“A característica mais saliente do campeonato mundial de futebol da África do Sul é o facto de todos os jogos decorrerem dentro do reactor de um avião que está no meio de um engarrafamento de camionetas com a panela do escape rota, camionetas essas que levam dois milhões de lenhadores, cada um deles munido de duas motosserras. O espectador que arrisca acompanhar as partidas tem a sensação de estar uma hora e meia com uma varejeira do tamanho de um caniche junto de cada ouvido. Sendo que essas varejeiras também estão munidas de motosserras. Nesse sentido, o Costa do Marfim - Portugal principiou com uma falsidade: ao contrário do que os jogadores portugueses cantaram, não se sentia a voz dos egrégios avós. Em geral, não se sente a voz de ninguém, que as vuvuzelas não deixam. O que se perde em paciência ganha-se em aprumo disciplinar: muito dificilmente um jogador será expulso por palavras, na África do Sul. Os árbitros não ouvem insultos nem que o Placido Domingo lhos grite aos ouvidos. Talvez não seja mau passar a avaliar os países candidatos à organização do torneio, tendo em conta o seu instrumento nacional. Países em que haja apreço musical por tubas, violoncelos e pianos de cauda dão bons anfitriões. Tudo o que não possa ser transportado para a bancada de um estádio deve ser valorizado.
Entretanto, apercebo-me de que fiz referência ao Costa do Marfim - Portugal e o leitor, se calhar, nem sabe que houve jogo. É tão raro haver uma notícia, um comentário, uma análise, um especial de quatro horas e meia sobre o Mundial que, quem não estiver com atenção, perde a maior parte das informações. Imagino o leitor a rebolar no chão, convulso de riso, por causa deste belo naco de ironia.
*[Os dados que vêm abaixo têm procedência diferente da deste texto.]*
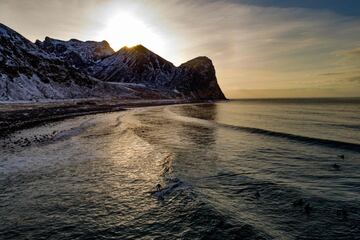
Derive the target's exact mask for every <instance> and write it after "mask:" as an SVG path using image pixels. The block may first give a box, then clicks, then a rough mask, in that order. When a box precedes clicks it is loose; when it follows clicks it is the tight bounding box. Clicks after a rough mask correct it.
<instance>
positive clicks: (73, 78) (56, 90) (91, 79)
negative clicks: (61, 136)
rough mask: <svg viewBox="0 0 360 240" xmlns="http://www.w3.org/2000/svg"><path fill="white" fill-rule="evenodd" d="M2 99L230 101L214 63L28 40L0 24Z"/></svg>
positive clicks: (1, 83) (0, 75)
mask: <svg viewBox="0 0 360 240" xmlns="http://www.w3.org/2000/svg"><path fill="white" fill-rule="evenodd" d="M0 43H1V45H0V100H2V101H10V100H34V99H35V100H36V99H71V98H86V97H99V98H101V97H111V98H152V99H153V98H159V99H162V98H165V99H166V98H183V99H194V100H200V99H204V100H205V99H214V100H215V99H225V96H224V94H223V93H222V91H221V89H220V87H219V85H218V83H217V78H216V74H215V68H214V66H213V64H212V61H211V60H210V59H209V58H207V57H198V58H195V59H192V60H189V61H188V62H186V63H183V64H181V65H180V66H179V67H176V66H174V64H172V63H171V62H169V61H167V60H166V59H164V58H162V57H161V56H159V55H157V54H156V53H154V52H152V51H151V50H149V49H147V48H146V47H145V46H143V45H137V46H134V47H132V48H129V47H123V48H121V49H120V50H118V51H116V52H115V51H114V50H113V49H112V48H111V46H110V44H109V43H108V42H107V41H105V40H104V41H101V42H96V41H81V40H77V39H70V40H68V41H64V40H58V39H53V38H50V37H46V38H45V39H44V41H40V40H37V41H36V42H35V43H33V42H31V41H29V40H28V39H26V38H25V37H23V36H22V35H21V34H19V33H17V32H16V31H14V30H12V29H11V28H9V27H7V26H5V25H3V24H1V23H0Z"/></svg>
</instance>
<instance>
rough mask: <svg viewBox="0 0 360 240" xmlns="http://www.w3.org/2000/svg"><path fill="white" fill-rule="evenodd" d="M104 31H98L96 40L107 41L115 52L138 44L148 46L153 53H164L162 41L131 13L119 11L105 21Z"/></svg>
mask: <svg viewBox="0 0 360 240" xmlns="http://www.w3.org/2000/svg"><path fill="white" fill-rule="evenodd" d="M105 22H106V24H105V27H104V29H101V30H100V31H99V34H98V36H97V37H96V39H97V40H99V41H101V40H104V39H105V40H107V41H108V42H109V43H110V45H111V46H112V48H113V49H114V50H115V51H116V50H119V49H120V48H121V47H123V46H127V47H132V46H135V45H138V44H143V45H145V46H149V47H150V48H151V49H152V50H153V51H155V52H158V53H164V51H165V49H164V48H165V44H164V39H163V38H162V37H161V36H160V35H159V34H156V33H155V32H154V31H153V30H152V29H151V27H150V26H148V25H147V24H146V23H145V22H144V21H143V20H142V19H141V17H140V16H136V15H135V14H132V13H131V12H126V11H119V12H116V13H115V15H110V16H109V17H108V19H106V21H105Z"/></svg>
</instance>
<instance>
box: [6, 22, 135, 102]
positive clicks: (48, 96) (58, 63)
mask: <svg viewBox="0 0 360 240" xmlns="http://www.w3.org/2000/svg"><path fill="white" fill-rule="evenodd" d="M134 94H135V93H134V91H133V89H130V88H126V87H123V86H118V85H115V86H113V85H109V84H106V83H103V82H101V81H99V80H97V79H94V78H92V77H91V76H89V75H88V74H86V73H84V72H82V71H80V70H79V69H75V68H74V67H72V66H70V64H68V63H67V62H65V61H63V60H62V59H60V58H59V57H57V56H55V55H54V54H52V53H48V52H46V51H44V50H42V49H40V48H39V47H38V46H37V45H36V44H34V43H32V42H30V41H29V40H27V39H26V38H24V37H23V36H21V35H20V34H19V33H17V32H15V31H14V30H12V29H10V28H8V27H6V26H5V25H3V24H0V101H12V100H37V99H70V98H87V97H125V98H131V97H134Z"/></svg>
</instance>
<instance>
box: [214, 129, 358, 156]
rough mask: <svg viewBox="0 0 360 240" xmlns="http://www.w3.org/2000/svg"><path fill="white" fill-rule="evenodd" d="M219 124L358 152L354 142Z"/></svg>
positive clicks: (274, 136)
mask: <svg viewBox="0 0 360 240" xmlns="http://www.w3.org/2000/svg"><path fill="white" fill-rule="evenodd" d="M217 124H218V125H220V126H223V127H227V128H232V129H236V130H242V131H246V132H250V133H256V134H263V135H267V136H271V137H280V138H286V139H290V140H294V141H300V142H305V143H308V144H319V145H325V146H329V147H336V148H342V149H347V150H352V151H356V152H360V144H356V143H349V142H342V141H337V140H328V139H322V138H314V137H306V136H301V135H295V134H291V133H284V132H276V131H270V130H266V129H261V128H252V127H244V126H234V125H228V124H222V123H217Z"/></svg>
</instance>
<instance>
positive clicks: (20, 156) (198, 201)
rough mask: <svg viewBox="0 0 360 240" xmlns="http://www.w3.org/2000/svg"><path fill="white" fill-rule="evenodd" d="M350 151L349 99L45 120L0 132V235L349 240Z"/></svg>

Na verdade, é mais fácil uma pessoa esquecer-se de que o Natal calha a 25 de Dezembro do que ignorar que Portugal jogava com a Costa do Marfim no dia 15 de Junho.
E a tensão em que esperámos pelo dia da estreia de Portugal no Mundial, a indignação com que vituperámos o ligamento que deixou de aconchegar a clavícula do Nani, a expectativa com que acompanhámos a partida do autocarro da equipa, o interesse com que seguimos a chegada do autocarro da equipa, o orgulho com que assistimos ao estacionamento do autocarro da equipa - tudo valeu a pena. Portugal não perdeu. E reduziu a Costa do Marfim à dimensão de Cabo Verde, que também já tinha humilhado com igual empate a zero bolas.
Sobre o jogo propriamente dito, creio que não tenho qualificações para me pronunciar. Infelizmente, sou um rústico incapaz de captar as subtilezas do verdadeiro futebol de qualidade. Só para o leitor ficar com uma ideia de quão primária é a minha perspectiva sobre o jogo, devo dizer-lhe que prefiro aquelas partidas em que os jogadores fazem boas jogadas, no fim das quais enfiam mesmo a bola na baliza dos adversários. Já houve um tempo em que a selecção nacional jogava dessa forma bruta e pouco sofisticada mas, segundo me informam os especialistas, agora é que a equipa de Portugal está a ser treinada como deve ser. Por um professor, e tudo. No entanto, no fim do jogo, e antes de entrar no autocarro (cuja partida voltou a emocionar-nos) Deco criticou o estilo do futebol definido por Carlos Queirós. Nani já tinha deixado críticas implícitas e Ronaldo teve a desfaçatez de recordar Scolari, na última conferência de imprensa. Tudo isto se torna mais grave por ocorrer nas vésperas do nosso encontro com a Coreia do Norte. Será o embate entre a selecção do Querido Líder e uma equipa cujo líder é tão pouco querido. Pode ser perigoso.”